Thursday, May 24, 2012
From an editorial in the New York Times:
Commissioner Raymond Kelly of the New York Police Department issued a weak statement last week on efforts to “increase public confidence” in the city’s abusive stop-and-frisk program, which ensnares hundreds of thousands of mainly minority New Yorkers every year. Mr. Kelly seems to believe that tinkering at the margins will cure the program’s constitutional flaws. It will not.

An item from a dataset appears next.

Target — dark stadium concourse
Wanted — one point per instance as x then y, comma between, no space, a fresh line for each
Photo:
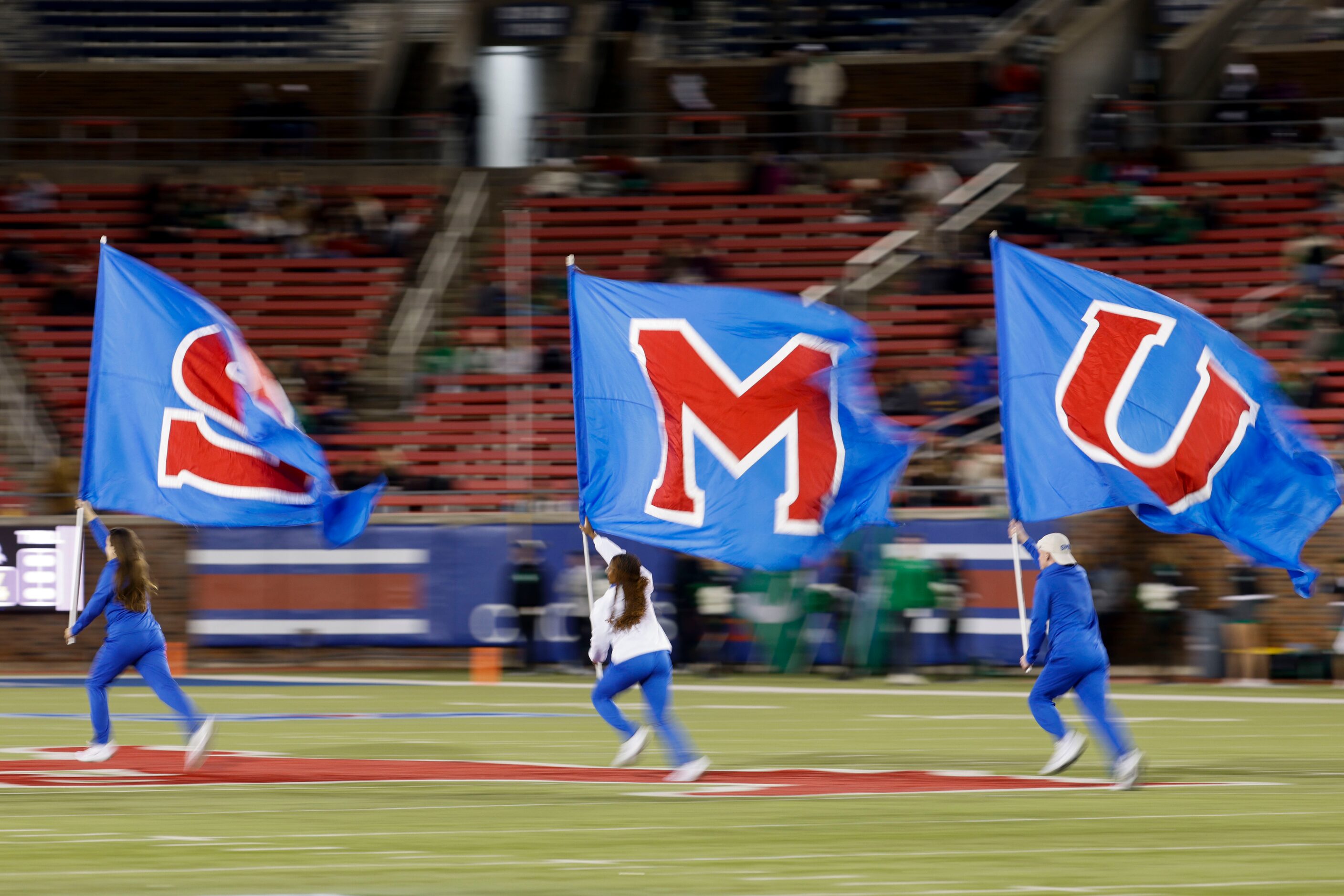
556,448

New York should learn from Philadelphia, where the stop-and-frisk policy was the subject of a 2010 class-action suit for racial discrimination and violations of Fourth Amendment guarantees of freedom from unreasonable searches and seizures. Like New York police officers, Philadelphia’s were accused of using race as the basis for stops. Philadelphia settled the suit, accepting a consent decree that explicitly defined and prohibited illegal stops and put in place a court-appointed monitor to oversee stop-and-frisk practices.
. . .
By pointing out the vague and unlawful criteria used to justify stops in New York, the court decision suggested a kind of road map to reform. In tens of thousands of cases, for example, officers reported “furtive movement.” They reported that other stops had taken place in “high crime areas,” when, in fact, some had not. And, in more than 10 percent of all stops, officers reported a “suspicious bulge” — suggesting a gun — in the clothing of people they stopped, but seized guns only 0.15 percent of the time.